There’s no shortage of headlines about tragic outcomes for those living with mental health and substance use disorders in this country. Whether addressing rising suicide and overdose rates or fatal interactions with police, at the heart of these headlines is a gross inequity the U.S. has yet to fully acknowledge — the failure to provide a mental health response to mental health crises. This failure is driven by a deeply rooted systemic bias that is evident in the separate and unequal treatment of mental illness. It impacts every facet of society, contributing to tens of thousands of preventable deaths each year and fueling a dangerous undercurrent of stigma.
At its most obvious, bias in our health care system is reflected in disparate access to care and higher costs for people with mental health and substance use disorders. In fact, a recent report from the Government Accountability Office (GAO) casts doubt on whether insurers are complying with the Federal Parity Act, which requires them to cover treatment for mental health and substance use disorders at the same level as treatment for other conditions, such as diabetes and cancer.
Less obvious, but even more insidious, is the fact that the response to people experiencing a mental health or substance use crisis is often law enforcement. Police were never meant — or adequately trained — to deal with psychiatric crises. The results are both traumatizing and, frequently, tragic. According to the Treatment Advocacy Center, people with untreated mental illness are 16 times more likely to be killed by police. In 2017, an average of 10 percent of law enforcement agencies' total budgets and 21 percent of staff time were spent responding to and transporting persons with mental illness. And that’s just the tip of the iceberg. A 2015 analysis found that the 10 largest police departments in the country paid out almost a quarter of a billion dollars the previous year in settlements and judgements (up nearly 50 percent from four years earlier). Many of these settlements were related to wrongful-death lawsuits of people in a mental health crisis.
Some cities have taken action to change this. For example, Eugene, Oregon’s Crisis Assistance Helping Out On The Streets (CAHOOTS) program sends a mobile team consisting of a medic and a mental health counselor to de-escalate crises and formulate plans. The program cost $800,000 in 2018, less than 2 percent of the annual Eugene police budget.
Thankfully, in fall of 2020, Congress approved a national mental health crisis alternative to 911 through the Suicide Hotline Designation Act: 988. But a number alone isn’t enough. Congress recognized that states would need 24/7 call centers staffed by trained individuals; mobile crisis teams, and crisis stabilization services that transition to follow-up care. Accordingly, they proposed state fees on telecommunications bills to help implement the needed networks.
State policymakers are now responsible for introducing and passing bills that include 988 fees on telecommunications bills to support crisis call centers and non-billable mobile crisis and crisis stabilization program costs. Many are making progress, but they’ve hit a major roadblock.
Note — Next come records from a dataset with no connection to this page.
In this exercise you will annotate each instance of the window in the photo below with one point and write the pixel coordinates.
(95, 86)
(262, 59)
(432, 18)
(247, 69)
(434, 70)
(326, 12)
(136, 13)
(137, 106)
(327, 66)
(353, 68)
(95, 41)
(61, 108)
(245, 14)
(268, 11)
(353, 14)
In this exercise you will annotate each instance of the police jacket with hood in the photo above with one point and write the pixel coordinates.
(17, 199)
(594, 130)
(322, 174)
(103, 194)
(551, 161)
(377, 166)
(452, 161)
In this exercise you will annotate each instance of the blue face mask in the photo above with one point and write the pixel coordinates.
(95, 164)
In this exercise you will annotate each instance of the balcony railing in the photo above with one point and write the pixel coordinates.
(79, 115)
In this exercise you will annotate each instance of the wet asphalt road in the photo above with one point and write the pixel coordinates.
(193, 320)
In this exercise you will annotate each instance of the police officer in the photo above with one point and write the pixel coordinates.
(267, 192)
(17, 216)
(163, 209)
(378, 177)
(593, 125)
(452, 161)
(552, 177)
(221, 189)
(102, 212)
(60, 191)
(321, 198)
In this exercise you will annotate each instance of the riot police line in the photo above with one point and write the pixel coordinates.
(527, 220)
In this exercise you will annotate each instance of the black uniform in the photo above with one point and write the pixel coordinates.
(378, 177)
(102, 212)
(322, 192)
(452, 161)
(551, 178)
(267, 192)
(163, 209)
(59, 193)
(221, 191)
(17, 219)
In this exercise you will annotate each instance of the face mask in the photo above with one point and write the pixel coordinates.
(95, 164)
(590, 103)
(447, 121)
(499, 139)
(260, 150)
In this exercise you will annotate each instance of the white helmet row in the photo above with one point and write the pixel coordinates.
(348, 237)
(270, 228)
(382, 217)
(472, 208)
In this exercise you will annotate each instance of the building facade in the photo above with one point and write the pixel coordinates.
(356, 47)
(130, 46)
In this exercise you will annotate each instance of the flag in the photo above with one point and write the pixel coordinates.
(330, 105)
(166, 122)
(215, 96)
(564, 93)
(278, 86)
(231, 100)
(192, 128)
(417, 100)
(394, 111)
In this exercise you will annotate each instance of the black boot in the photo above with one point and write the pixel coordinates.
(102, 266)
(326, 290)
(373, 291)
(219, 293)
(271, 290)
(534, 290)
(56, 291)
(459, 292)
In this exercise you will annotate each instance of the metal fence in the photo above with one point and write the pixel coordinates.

The telecommunications industry is fighting state 988 bills because of the fees they would have to facilitate — fees that supposed to pay for “efficient and effective routing of calls, personnel, and the provision of acute mental health crisis outreach and stabilization services,” according to Congress. So far, the industry, which made billions in profits during the first quarter of 2021 and has benefitted from recent expansions in tele-mental health, has fought to lower and narrow fees in states ranging from Kansas to California — even though these small fees (typically, less than $.50 per phone line per month) will be paid by consumers.
With Americans reporting increased depression, anxiety, financial strain, social isolation, substance use, and suicidal ideation amid the pandemic — and with increases in completed suicides among certain populations like Black youth — now, more than ever, we must get people help when and where they need it. Everyone must do their part, including an industry that has enjoyed tremendous growth in our smart phone-driven world.
With 988, we have a historic opportunity to reduce avoidable emergency or hospital admissions; make better use of law enforcement resources; address long-standing inequities; and build healthier, more resilient communities — all for a fraction of what we are spending on our current response to mental health crises.
It’s time to shed antiquated prejudices and make a bold statement that mental health is not a moral failing or a crime. Let’s take action now to right the wrongs of our past through a reimagined crisis system that benefits everyone.
Former U.S. Rep. Patrick J. Kennedy is founder of The Kennedy Forum and co-chair of the National Action Alliance for Suicide Prevention’s Mental Health & Suicide Prevention National Response to COVID-19 (National Response). Daniel H. Gillison Jr. is the Chief Executive Officer of the National Alliance on Mental Illness (NAMI) and National Response Steering Committee member.